Теперь представим себе абсолютную пустоту.
Место без времени. Собственно воздух. В ту,
в другую и третью сторону. Просто Мекка
воздуха. Кислород, водород. И в нем
мелко подергивается день за днем
одинокое веко.
Женечкины костюмы, застигнутые врасплох. Вот они в шкафу, как лоскутья ободранной кожи. Смотрю на них, перебираю, зарываюсь в них лицом, вдыхаю родной запах, ничего не понимаю. Я помню, в какой день, по какому поводу, с каким настроением они надевались, как соответствовали Женечкиному облику или меняли его. В карманчиках, обычно левых, лежат проездные билеты, иногда деловые записки. Говорят, одежду надо раздать – легче будет.
Зачем мне легкость? Мне счастье, мне мука: кружить по квартире, перебирать, касаться, трогать… Записные книжки, иногда в них натыкаешься на выписанные Женечкой строки… Тетради с конспектами по теме Женечкиной будущей диссертации… Книги, привезенные из Москвы и полученные позже в подарок, иногда с закладками на каком-то важном для Женечки месте, иногда в них открытка с видом какого-то города, билетик на метро или на поезд. Тогда можно сообразить, когда Женечка эту книгу читала. Книги, раскрытые на той или иной странице, книги, которые Женечка прочитала и поделилась с кем-то особенно важным, книги не прочитанные, ждущие своего часа… Энциклопедии, справочники, словари, путеводители, рабочие дневники… Письма, посланные Женечкой друзьям и подаренные мне в копиях, фотографии, Женечкины и важных в ее жизни и любимых ею людей…

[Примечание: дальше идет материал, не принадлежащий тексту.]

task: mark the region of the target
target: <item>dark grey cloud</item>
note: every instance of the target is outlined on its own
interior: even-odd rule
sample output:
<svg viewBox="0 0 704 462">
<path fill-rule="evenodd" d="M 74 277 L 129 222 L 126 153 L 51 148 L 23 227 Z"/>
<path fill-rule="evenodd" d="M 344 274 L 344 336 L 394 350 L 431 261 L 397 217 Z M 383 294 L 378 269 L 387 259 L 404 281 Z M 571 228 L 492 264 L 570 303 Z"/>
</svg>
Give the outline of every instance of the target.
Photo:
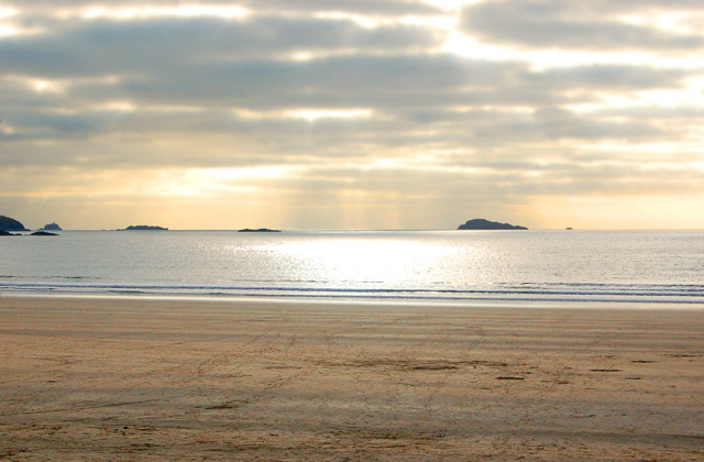
<svg viewBox="0 0 704 462">
<path fill-rule="evenodd" d="M 628 24 L 615 18 L 617 13 L 638 13 L 639 8 L 692 9 L 694 4 L 686 1 L 498 0 L 466 7 L 461 28 L 484 42 L 521 47 L 694 52 L 704 47 L 704 35 Z"/>
<path fill-rule="evenodd" d="M 0 41 L 0 73 L 77 77 L 150 74 L 296 52 L 409 53 L 441 44 L 420 26 L 366 29 L 349 20 L 154 19 L 58 23 L 51 33 Z"/>
</svg>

Красная тумбочка, облюбованная и приобретенная Женечкой будто в награду себе за муку в период между второй и третьей «химией»… Любимое кресло у окна, откуда видны черепичные крыши и аисты… Кровать, нежившая Женечкин сон, на которой она умирала… Картины, будоражащие потоками излучаемого света, – на них возлагались ожидания помощи и поддержки… Медицинские папки с результатами анализов, выписками из больницы, перепиской с врачами… Ящик, полный лекарств… Уютные пледы, синего и терракотового цвета, диванные подушки, рыжая бархатная и рыжевато-зеленая с орнаментом в турецкий огурец, таких же цветовых сочетаний покрывала на кровати и кресле… Кухонная утварь (последняя Женечкина покупка, принесенная с рынка, – ложечка для заварки чая), посуда: две главные кружки для ежедневного морковносвекольного сока: одна – синяя, из Дурбаха, другая – зеленая, страсбургская… Зубная щетка, баночки с кремом, шампуни, духи, заколки, шкатулка с украшениями. Гибкие домашние тапочки, живой негой облегающие ножку. Почему они всегда так пугали хрупкостью, обреченностью, неопровержимостью гибели. Их неподвижность, застылость в сброшенной с ноги позе, только что бывшая движением. Все казалось, они остановились навсегда в своем последнем движении… И та заповедная шкатулка, а на вид обычная, с пуговицами, иголками, нитками. После долгого-долгого перерыва я отправилась в нее за нитками и иголками. В шкатулке был порядок, Женечкин порядок, а на дне лежала малюсенькая глиняная фигурка. Я не сразу поняла, что это, и вдруг осенило, вспомнила. Мы по какому-то поводу ели пирог с сюрпризом, постарались, чтобы сюрприз достался Женечке – то была крошечная фигурка старушки. Я тогда выкрикнула эдак запросто: «Быть тебе, Женечка, бабушкой», – порадовавшись своей находчивости. Сейчас нестерпимо больно.
Больно вдвойне от того, что поспешила своими словами обозначить такое естественное, а для нас мало достижимое и невероятно желанное – быть бабушкой, и от того, что вовсе не суеверная Женечка эту фигурку, увидев в ней талисман, оберег, сохранила, бережно уложив на дно шкатулки. Кружишь по этому Женечкиному земному пространству, обнимаешь все целиком, проводишь руками по корешкам книг, берешь в руки, обнимаешь какую-нибудь маленькую «штучку», застываешь, вспоротая воспоминанием – вспоминаешь, вспоминаешь, вспоминаешь.